42. A computer readable medium having stored therein a program for
decoding video signals in intra-BL prediction mode by selectively
applying intra-coding in a multilayer-based video decoder, said
program including computer executable instructions for performing
steps comprising: (a) receiving a base layer frame and an
enhancement layer frame; (b) performing an inverse transform when
residual signals of the enhancement layer frame are encoded using
an intra-coding method; and (c) performing restoration by adding
the inversely transformed residual signals to image signals of the
base layer frame.
43. A computer readable medium having stored therein a program for
decoding video signals in intra-BL prediction mode by selectively
applying intra-coding in a multilayer-based video decoder, said
program including computer executable instructions for performing
steps comprising: (a) receiving a base layer, frame and an
enhancement layer frame; (b) determining if resolution of the base
layer frame is identical to that of the enhancement layer frame and
performing an inverse transform when residual signals of the
enhancement layer frame are encoded using an intra-coding method if
the resolution is identical; and (c) performing restoration by
adding the inversely transformed residual signals to image signals
of the base layer frame.
Description
CROSS-REFERENCE TO RELATED APPLICATIONS
[0001] This application claims priority from Korean Patent
Application No. 10-2005-0053661 filed on Jun. 21, 2005, and U.S.

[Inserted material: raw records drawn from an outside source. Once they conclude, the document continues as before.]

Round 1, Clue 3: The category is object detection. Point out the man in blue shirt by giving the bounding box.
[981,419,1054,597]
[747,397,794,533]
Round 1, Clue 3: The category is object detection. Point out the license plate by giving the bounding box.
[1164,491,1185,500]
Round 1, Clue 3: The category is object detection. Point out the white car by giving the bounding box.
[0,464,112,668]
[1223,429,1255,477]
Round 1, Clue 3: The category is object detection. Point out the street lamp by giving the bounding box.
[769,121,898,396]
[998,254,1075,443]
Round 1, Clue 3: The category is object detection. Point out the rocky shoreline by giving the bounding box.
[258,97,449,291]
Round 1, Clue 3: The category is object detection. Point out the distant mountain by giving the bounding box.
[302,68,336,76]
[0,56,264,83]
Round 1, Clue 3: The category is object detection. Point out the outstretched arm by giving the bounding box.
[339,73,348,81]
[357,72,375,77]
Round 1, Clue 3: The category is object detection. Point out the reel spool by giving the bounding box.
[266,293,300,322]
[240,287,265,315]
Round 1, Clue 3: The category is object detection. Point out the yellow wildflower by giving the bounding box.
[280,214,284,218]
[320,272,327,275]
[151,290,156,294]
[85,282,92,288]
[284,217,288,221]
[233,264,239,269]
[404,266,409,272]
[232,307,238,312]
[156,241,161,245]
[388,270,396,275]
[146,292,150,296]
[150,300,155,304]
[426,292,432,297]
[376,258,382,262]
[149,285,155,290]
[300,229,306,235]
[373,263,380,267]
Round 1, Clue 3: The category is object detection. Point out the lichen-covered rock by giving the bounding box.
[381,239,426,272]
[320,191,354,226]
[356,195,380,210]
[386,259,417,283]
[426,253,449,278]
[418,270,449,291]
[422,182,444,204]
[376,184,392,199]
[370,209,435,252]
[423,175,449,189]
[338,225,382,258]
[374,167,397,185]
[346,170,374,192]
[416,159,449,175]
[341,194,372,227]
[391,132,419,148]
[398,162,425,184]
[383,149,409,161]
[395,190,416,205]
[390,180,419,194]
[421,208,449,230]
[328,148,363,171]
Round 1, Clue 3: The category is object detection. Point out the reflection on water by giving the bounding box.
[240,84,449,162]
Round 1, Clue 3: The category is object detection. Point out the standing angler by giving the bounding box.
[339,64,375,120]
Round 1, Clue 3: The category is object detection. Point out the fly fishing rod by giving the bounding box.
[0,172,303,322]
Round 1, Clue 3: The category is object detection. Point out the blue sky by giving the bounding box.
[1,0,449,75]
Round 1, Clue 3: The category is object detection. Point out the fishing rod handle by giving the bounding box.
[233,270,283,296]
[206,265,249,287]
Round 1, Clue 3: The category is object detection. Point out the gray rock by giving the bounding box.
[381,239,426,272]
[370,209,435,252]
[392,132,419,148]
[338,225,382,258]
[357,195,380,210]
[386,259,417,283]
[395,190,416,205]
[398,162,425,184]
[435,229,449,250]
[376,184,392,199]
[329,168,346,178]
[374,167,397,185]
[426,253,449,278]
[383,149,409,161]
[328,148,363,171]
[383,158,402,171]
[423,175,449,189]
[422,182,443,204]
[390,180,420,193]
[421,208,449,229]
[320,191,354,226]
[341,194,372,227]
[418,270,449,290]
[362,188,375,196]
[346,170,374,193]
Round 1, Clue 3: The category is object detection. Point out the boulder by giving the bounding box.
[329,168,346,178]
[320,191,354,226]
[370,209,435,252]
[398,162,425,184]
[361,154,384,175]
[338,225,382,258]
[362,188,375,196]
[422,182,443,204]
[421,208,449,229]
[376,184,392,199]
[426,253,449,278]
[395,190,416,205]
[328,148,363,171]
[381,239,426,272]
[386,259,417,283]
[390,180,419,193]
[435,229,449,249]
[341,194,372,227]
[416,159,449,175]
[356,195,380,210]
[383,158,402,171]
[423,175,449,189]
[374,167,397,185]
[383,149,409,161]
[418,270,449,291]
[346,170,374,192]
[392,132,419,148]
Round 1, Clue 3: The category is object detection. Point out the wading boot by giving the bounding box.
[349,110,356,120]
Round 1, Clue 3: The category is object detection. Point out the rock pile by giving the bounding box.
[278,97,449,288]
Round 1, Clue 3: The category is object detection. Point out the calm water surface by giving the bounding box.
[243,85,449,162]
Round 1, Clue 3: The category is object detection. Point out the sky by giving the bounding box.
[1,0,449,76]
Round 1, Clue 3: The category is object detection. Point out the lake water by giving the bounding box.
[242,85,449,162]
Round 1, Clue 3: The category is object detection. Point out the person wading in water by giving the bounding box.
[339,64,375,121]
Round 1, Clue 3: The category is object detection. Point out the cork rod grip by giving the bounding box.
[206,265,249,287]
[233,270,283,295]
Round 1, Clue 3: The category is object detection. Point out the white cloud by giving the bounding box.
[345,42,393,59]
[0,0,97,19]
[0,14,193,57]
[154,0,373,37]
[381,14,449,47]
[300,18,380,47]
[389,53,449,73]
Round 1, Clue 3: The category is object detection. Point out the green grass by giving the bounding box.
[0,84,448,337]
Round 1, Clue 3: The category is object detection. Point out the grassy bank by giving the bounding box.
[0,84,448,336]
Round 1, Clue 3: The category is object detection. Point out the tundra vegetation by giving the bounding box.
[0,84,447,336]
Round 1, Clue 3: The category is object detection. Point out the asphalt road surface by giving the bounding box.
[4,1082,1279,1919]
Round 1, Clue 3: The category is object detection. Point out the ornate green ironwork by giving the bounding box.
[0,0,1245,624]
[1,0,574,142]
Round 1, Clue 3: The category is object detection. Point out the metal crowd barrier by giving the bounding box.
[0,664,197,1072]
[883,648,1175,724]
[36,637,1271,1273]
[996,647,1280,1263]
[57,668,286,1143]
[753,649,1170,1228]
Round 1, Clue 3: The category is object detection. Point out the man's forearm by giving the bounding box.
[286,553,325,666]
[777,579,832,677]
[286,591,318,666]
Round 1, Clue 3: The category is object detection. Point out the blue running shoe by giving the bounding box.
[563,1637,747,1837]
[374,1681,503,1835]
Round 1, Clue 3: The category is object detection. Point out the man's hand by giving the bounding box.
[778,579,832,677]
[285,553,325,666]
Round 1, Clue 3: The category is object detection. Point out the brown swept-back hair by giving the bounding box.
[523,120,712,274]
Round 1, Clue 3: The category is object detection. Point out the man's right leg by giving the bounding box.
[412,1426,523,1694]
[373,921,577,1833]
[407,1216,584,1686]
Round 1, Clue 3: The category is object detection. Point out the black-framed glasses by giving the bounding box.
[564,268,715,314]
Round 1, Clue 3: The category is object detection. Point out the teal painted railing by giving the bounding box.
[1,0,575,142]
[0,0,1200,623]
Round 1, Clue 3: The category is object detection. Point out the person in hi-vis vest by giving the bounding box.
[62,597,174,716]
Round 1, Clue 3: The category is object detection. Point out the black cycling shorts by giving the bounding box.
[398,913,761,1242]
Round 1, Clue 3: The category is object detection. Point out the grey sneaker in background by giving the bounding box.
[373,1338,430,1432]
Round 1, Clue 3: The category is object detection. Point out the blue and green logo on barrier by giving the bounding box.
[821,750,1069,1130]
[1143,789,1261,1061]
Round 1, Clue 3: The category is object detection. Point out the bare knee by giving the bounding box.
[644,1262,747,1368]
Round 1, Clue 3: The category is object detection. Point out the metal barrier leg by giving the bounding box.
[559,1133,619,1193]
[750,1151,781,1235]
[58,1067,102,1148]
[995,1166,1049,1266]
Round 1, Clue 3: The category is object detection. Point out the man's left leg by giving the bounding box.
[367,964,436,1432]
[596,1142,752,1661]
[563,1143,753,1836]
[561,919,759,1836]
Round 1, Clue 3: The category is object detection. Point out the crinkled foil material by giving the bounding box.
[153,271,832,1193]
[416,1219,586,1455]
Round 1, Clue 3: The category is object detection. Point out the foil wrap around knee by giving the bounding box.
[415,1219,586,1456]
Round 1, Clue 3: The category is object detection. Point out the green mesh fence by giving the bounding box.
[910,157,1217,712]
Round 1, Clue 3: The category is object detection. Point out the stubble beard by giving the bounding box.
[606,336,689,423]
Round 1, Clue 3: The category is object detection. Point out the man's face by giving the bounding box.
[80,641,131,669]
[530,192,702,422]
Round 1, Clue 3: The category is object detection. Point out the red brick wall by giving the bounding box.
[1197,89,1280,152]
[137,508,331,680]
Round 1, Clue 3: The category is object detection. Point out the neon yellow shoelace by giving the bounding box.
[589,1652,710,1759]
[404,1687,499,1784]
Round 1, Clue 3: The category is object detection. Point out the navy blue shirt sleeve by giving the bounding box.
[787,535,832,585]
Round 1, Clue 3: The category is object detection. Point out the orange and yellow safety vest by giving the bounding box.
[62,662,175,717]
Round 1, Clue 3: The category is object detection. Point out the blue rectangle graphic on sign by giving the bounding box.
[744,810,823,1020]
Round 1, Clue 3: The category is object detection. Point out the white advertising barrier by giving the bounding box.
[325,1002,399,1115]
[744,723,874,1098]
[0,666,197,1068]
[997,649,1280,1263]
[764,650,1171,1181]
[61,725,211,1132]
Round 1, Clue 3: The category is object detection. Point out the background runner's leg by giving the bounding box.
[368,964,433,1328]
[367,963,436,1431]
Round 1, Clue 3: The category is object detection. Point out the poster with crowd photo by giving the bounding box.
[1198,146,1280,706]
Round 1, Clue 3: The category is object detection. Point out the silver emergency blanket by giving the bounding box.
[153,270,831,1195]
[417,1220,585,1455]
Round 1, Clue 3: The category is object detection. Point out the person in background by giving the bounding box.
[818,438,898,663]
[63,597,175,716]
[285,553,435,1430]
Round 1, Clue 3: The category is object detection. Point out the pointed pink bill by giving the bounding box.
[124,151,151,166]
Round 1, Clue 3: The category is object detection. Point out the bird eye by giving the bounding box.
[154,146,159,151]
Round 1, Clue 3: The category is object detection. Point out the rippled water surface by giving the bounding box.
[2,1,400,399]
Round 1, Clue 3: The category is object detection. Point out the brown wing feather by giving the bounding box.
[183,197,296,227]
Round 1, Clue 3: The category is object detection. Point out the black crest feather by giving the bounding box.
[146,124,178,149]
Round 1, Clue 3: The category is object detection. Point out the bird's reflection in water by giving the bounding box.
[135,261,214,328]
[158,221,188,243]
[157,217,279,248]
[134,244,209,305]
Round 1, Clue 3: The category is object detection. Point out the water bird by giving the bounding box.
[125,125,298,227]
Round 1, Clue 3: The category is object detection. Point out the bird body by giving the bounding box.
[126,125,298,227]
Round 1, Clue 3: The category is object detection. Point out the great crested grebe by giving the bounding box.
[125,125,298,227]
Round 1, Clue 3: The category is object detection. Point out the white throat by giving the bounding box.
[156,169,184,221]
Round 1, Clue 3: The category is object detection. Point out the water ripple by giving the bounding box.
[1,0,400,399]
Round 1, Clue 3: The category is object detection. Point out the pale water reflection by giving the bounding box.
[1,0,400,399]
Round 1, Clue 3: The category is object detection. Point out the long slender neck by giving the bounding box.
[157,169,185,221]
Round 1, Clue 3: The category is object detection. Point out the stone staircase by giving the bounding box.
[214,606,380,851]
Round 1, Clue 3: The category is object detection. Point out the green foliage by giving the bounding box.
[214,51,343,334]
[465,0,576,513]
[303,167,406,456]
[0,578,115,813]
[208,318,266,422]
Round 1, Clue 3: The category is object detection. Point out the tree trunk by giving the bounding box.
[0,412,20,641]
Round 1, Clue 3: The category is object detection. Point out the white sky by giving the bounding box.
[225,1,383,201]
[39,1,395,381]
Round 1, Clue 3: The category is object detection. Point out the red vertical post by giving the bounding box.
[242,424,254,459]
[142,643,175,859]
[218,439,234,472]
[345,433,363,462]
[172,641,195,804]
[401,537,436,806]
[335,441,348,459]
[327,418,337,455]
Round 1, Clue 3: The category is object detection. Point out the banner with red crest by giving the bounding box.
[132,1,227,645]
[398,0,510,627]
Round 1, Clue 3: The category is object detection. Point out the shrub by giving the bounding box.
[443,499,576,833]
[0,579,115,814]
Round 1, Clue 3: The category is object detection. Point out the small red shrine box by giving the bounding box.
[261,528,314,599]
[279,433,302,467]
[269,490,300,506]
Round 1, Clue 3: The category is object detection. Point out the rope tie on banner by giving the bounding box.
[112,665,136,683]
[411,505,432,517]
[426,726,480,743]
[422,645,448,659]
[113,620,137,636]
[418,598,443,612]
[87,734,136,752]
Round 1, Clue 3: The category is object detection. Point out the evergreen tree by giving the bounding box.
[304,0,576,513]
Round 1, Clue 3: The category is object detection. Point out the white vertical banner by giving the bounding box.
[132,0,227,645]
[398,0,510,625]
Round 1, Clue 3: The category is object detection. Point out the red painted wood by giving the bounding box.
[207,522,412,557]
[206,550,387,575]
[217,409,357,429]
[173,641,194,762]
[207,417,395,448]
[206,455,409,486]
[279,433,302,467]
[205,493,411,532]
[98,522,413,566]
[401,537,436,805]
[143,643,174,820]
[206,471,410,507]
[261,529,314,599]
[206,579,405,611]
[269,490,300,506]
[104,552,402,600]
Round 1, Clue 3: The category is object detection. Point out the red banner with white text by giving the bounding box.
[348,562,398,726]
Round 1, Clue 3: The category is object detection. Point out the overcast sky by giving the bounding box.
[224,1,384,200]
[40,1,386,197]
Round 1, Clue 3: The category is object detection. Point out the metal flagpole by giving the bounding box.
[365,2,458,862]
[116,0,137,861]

Provisional Patent Application Nos. 60/670,700 and 60/672,547 filed
on Apr. 13, 2005 and Apr. 19, 2005, respectively, the whole
disclosures of which are hereby incorporated herein by
reference.
BACKGROUND OF THE INVENTION
[0002] 1. Field of the Invention
[0003] The present invention relates generally to a method and
apparatus for encoding and decoding macroblocks in an
intra-base-layer prediction mode by selectively applying
intra-coding.
[0004] 2. Description of the Related Art
[0005] As information and communication technology, including the
Internet, develops, image-based communication as well as text-based
communication and voice-based communication is increasing. The
existing text-based communication is insufficient to satisfy
consumers' various demands. Therefore, the provision of multimedia
services capable of accommodating various types of information,
such as text, images and music, is increasing. Since multimedia
data files are large, they require high-capacity storage media and
a broad bandwidth at the time of transmission. Therefore, to
transmit multimedia data, including text, images and audio, it is
essential to compress the data.
[0006] The fundamental principle of data compression is to
eliminate data redundancy. Data can be compressed by eliminating
spatial redundancy, such as the case where the same color or object
is repeated in an image, temporal redundancy, such as the case
where there is little change between neighboring frames or the same
sound is repeated, or perceptual/visual redundancy, which takes
into account human insensitivity to high frequencies. In a general
coding method, temporal redundancy is eliminated by temporal
filtering based on motion compensation, and spatial redundancy is
eliminated by a spatial transform.
[0007] In order to transmit multimedia data after the redundancy
has been removed, transmission media are necessary. Performance
differs according to the transmission medium. Currently used
transmission media have various transmission speeds ranging from
the speed of an ultra high-speed communication network, which can
transmit data at a transmission rate of several tens of megabits
per second, to the speed of a mobile communication network, which
can transmit data at a transmission rate of 384 Kbits per second.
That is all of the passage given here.